Alors que les campagnes françaises se dépeuplent de plus en plus, la région du Rhône compte parmi celles qui ont une forte croissance démographique. On observe pour la ville de Lyon et ses environs une croissance de population de 0,6% en moyenne. Ainsi, la population totale de la région a augmenté de plus d’un demi-million pour la période entre 1982 et 1995. En 1994, dans la vallée du Rhône et les territoires avoisinants vivaient en moyenne 100 à 150 personnes par km2. En 1990, la part de population urbaine était de 76,4%.

En ce qui concerne la répartition de la population étrangère, Rhône-Alpes occupe tout comme les agglomérations de Paris et Marseille une position de premier plan.
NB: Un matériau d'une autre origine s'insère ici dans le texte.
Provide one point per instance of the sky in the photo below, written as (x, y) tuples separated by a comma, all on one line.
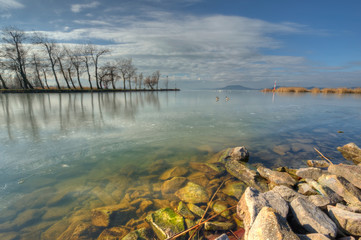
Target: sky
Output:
[(211, 43)]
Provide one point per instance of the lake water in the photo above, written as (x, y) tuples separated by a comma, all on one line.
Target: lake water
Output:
[(60, 153)]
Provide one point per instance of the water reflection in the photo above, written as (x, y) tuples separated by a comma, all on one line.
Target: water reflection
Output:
[(33, 113)]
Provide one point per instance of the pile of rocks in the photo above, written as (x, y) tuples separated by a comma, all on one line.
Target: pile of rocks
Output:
[(321, 201)]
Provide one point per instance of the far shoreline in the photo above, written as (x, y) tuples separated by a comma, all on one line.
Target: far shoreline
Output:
[(314, 90), (66, 90)]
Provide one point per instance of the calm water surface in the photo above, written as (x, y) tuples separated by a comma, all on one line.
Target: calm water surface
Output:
[(61, 152)]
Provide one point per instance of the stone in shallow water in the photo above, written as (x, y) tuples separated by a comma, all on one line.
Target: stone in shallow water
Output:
[(351, 152), (234, 188), (270, 225), (174, 172), (349, 222), (351, 173), (193, 193), (253, 201), (312, 218), (279, 178), (166, 223)]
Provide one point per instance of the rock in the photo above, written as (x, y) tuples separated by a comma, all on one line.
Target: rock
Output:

En 1990, 10 à 13% en moyenne de la population des départements du Rhône, de l’Ain et de l’Isère étaient des étrangers provenant en majeure partie de l’Afrique du Nord. 10,7% d’étrangers vivaient à Lyon et 10% à St. Etienne. Des agitations raciales dans les sinistres banlieues lyonnaises éclataient régulièrement depuis le début des années 90. La cause en est souvent un taux de chômage élevé chez les enfants d’immigrés dû à une mauvaise formation scolaire et professionnelle.